Codes & Requirements
There are a number of safety and building codes, along with windows size requirements that must be met when installing a basement egress window in order to make the space safe and to provide an emergency exit. The code applies to any basement that has what is deemed habitable living areas. So if the basement is simply storage area where no one spends any considerable time, no egress is necessary. Learn more about egress window code here.
Does An Egress Window Increase Value
The question of whether an egress window increases the value of a home is a common question for most homeowners considering this home improvement project and one worth exploring.
Best Window Options
Building codes mandate certain dimensions or area for clear window openings to allow an emergency exit through the window. The code lends itself to particular types of windows, including casements and horizontal sliders. Single and double hung windows are also frequently used, although they have to be quite tall to meet code.

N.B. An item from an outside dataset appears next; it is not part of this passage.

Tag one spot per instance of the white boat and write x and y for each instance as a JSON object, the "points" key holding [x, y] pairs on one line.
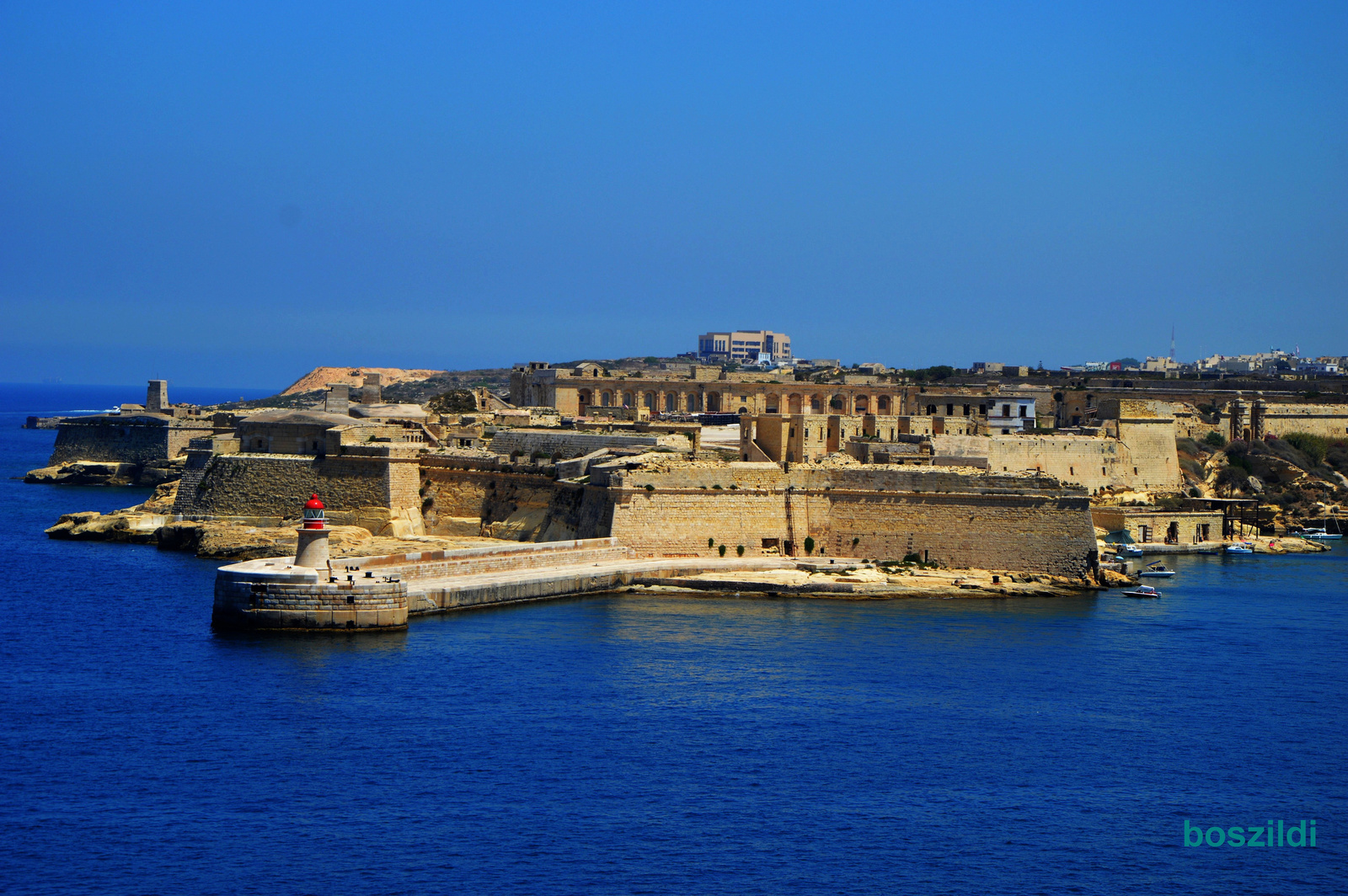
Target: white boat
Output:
{"points": [[1319, 534]]}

Find out more on the different options and sizes for the best egress windows.
Egress Window In Central Wisconsin
Hello, I am planning installation of the egress window in my basement in Central Wisconsin. I consider 60" x 60" vinyl sliding Jeld-Wen window available in Lowes, Home Depot or Menards store. There are any concerns regarding that type of windows or I should consider other windows?
Site Editor's Reply
Pawel, I think Jeld Wen makes a good door and a pretty solid wood window with the Auralast interior (lifetime warranty on the wood), but I think there are much better options than this for your egress. In terms of the style, lots of homeowners go with a simple slider and there is certainly nothing wrong this option.

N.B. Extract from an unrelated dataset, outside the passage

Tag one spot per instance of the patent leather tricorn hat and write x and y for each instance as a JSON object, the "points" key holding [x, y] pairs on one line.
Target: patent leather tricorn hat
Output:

Egress Window Brands In Pennsylvania
Hi, I live just outside of Erie, Pennsylvania and we need to get an egress window to code in the basment that we're converting into a living space. I want a good window, without breaking the bank. Can you suggest a brand and some options to look for?
Site Editor's Reply
Bill, obviously there are lots of options out there for egress windows and the right answer depends on the space, the opening, how much you want to spend, etc. For the majority of homeowners, a casement window is going to be the best option in terms of an egress for a few reasons. The first is that the casement can be smaller in terms of the overall size because the percentage of casement window that opens is much greater than with a single hung or double hung. One thing to remember is that the window is often the only source of natural light into the space so some homeowners actually want a bigger window for the purposes of natureal lighting.